Children are also very intelligent and know as well as husbands how to push our buttons and make us respond in certain ways. I think if I heard "mommy you're being nice today," my comment might have been something like, "Well soak it up kid, because we both know it isn't going to last," or "then I guess I'm not doing my job as your mother. Mother's are suppose to be mean to their kids." Interesting that you need to take it on yourself as a failure. NOT SO!

Okay! Getting off the soap box Jenna. Know you are loved and I am not buying your opinion of yourself.

You are a great mom that has overcome a lot in life, and you are providing your children with the best you have, at any given moment, and that is all anyone can ask of themselves.

A Girl Called Chandler Bing said...

You are such an ass!
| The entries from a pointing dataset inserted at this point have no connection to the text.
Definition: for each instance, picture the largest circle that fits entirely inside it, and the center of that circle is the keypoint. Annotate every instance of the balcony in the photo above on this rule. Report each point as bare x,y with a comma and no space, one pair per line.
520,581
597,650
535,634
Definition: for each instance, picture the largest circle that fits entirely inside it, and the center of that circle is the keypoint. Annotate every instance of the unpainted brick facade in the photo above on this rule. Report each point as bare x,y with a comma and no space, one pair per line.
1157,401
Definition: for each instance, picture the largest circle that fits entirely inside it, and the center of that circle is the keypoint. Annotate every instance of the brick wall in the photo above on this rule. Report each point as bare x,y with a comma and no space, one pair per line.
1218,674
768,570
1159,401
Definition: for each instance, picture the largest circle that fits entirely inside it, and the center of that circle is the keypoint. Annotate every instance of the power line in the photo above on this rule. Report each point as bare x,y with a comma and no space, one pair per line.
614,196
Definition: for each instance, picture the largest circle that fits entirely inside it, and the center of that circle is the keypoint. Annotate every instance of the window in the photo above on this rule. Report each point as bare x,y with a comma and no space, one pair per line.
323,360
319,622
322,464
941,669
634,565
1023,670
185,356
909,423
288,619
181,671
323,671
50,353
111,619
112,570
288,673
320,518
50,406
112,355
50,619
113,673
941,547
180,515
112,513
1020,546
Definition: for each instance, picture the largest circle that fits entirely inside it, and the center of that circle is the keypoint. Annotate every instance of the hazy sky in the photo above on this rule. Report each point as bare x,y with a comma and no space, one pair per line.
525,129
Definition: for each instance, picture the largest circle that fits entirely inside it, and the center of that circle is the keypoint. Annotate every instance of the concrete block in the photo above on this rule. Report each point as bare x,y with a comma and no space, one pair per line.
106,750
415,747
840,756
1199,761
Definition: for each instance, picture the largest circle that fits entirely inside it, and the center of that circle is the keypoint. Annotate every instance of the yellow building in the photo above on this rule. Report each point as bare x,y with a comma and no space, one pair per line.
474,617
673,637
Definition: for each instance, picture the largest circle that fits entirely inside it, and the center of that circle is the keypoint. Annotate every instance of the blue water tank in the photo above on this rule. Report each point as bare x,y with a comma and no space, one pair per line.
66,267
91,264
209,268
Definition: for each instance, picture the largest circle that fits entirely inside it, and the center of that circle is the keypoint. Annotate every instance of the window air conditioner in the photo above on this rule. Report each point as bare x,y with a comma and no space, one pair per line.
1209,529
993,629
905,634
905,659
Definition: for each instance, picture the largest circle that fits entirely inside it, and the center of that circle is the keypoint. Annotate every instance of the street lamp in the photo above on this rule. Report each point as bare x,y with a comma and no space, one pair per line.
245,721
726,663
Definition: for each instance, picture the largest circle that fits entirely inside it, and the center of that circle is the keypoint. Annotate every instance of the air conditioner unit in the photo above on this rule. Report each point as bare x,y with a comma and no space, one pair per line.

I only have one and I get that daily....in fact he told me that he wants to move in with the babysitter because I'm so grumpy...ouch that hurt but I sucked it up and moved on! Try and remember that part of being a kid is whinning about what mom won't let you do or makes you do or "the rules" in general and patty is right....they push buttons because they can. If you weren't a good mom they'd be afraid of you or even worse...indifferent to you which they are not! Passionate and individual personalities you have raised and are doing just fine at it MISSY! Honestly, you're such an ass! Love YA!

Anonymous said...

You shouldn't be so hard on yourself. From what I know of you from reading your blogs, you are a great mom. Your children will love you unconditionally. I can't say much else because I'm not a mom and don't know what it's like. Although, I have a mom I thought I could live without but once she said she was moving away I started bawling. (And that was like a year ago.) Your human and make mistakes... your children will learn the same.